Canada, US send military equipment to crisis-torn Haiti

The equipment is to help the national police to fight ‘against criminal actors’ amid a month-long turmoil.

Police block a street during a protest against the government and rising fuel prices, in Port-au-Prince, Haiti
Police block a street during a protest against the government and rising fuel prices, in Port-au-Prince, Haiti [Ralph Tedy Erol/Reuters]

Canada and the United States have sent “security equipment”, including tactical and armoured vehicles, to Haiti to help the country tackle a political, economic and security crisis, according to a joint statement.

“This equipment will assist the HNP [Haitian National Police] in their fight against criminal actors who are fomenting violence and disrupting the flow of critically-needed humanitarian assistance, hindering efforts to halt the spread of cholera,” read the statement released on Saturday by the two countries.

The Pan American Health Organization said last week that cholera is resurging in Haiti, with a rising number of confirmed and suspected cases, nearly a quarter of which are among young children. With a concentration of cases in areas where violence is escalating, making access difficult, experts warn that the real scale may be much worse than expected.

There are more than 560 suspected cases of cholera, some 300 hospitalisations and at least 35 deaths, with experts warning the numbers are likely much higher than what is being reported. 

Gang violence on the rise

The security equipment arrived as Haiti, the poorest nation in the Americas, is facing political turmoil and a coalition of gangs preventing the distribution of diesel and petrol. Most transport is halted, with looting and gang shootouts becoming increasingly common.

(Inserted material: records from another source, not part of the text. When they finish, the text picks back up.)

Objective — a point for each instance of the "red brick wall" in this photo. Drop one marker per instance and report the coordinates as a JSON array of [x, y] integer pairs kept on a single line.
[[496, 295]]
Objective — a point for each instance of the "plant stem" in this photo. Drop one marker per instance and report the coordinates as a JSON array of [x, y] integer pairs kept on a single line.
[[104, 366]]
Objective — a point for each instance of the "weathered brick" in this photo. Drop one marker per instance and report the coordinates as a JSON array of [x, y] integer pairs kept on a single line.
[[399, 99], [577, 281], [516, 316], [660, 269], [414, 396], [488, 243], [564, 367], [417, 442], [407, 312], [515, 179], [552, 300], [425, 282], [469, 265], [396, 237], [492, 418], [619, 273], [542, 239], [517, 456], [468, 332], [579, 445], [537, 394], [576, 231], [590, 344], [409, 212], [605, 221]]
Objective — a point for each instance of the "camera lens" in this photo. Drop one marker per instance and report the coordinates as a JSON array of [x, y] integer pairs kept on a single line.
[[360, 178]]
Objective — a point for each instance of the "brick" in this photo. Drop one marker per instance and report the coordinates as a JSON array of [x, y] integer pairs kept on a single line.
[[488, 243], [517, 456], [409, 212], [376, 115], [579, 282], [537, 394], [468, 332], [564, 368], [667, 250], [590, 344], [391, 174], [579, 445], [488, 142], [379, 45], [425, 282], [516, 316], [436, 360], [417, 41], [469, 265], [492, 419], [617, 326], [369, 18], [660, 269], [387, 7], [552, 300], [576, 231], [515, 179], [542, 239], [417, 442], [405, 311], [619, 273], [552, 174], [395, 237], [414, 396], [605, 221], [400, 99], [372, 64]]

In mid-September, gangs surrounded a key fuel terminal to demand Prime Minister Ariel Henry’s resignation and to protest a spike in petroleum prices after his administration announced it could no longer afford to subsidise fuel.

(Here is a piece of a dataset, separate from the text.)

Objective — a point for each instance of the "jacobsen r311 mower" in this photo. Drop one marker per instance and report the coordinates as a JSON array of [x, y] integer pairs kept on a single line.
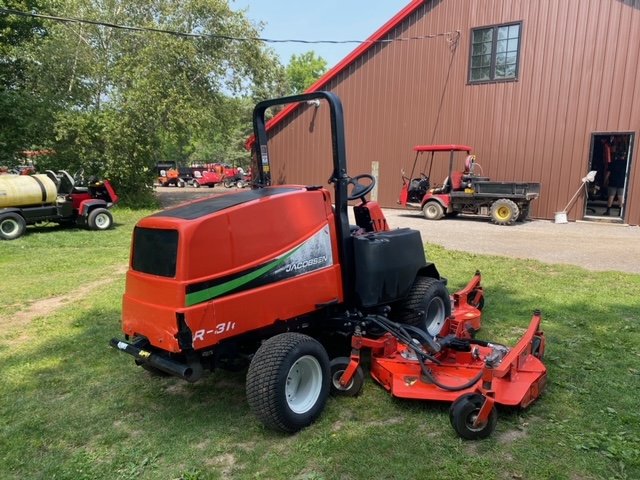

That move, coupled with thousands of protesters blocking streets in the capital of Port-au-Prince and other major cities, has caused crucial shortages, forcing hospitals to cut back on services, petrol stations to close and banks and grocery stores to restrict hours. Nearly 60 percent of Port-au-Prince, or 1.5 million people, may now be under the control of gangs, many of which have turned to sexual assault to consolidate power, according to a UN report (PDF) published on Friday.

Last week, in an attempt to quell the violence and confront the gangs, Henry asked the international community to send military assistance. His plea was joined by UN chief Antonio Guterres who called for the immediate deployment of a special armed force.

But the move sparked further outrage, with thousands of people taking to the street against the “foreign occupation”. Several people were shot and one person was reported to have been killed.

In a video posted on Facebook early this month, the leader of the so-called G9 Family and Allies gang Jimmy “Barbecue” Cherizier read a proposed plan to stabilise Haiti that includes the creation of a “Council of Sages” with one representative from each of Haiti’s 10 departments.

The gang also is demanding positions in Henry’s cabinet, according to the director of Haiti’s National Disarmament, Dismantling and Reintegration Commission, speaking to radio station Magik 9 on Thursday.

The UN Security Council is considering sanctions against Cherizier and others who threaten the peace, security or stability of Haiti, according to a draft resolution, several news outlets have reported.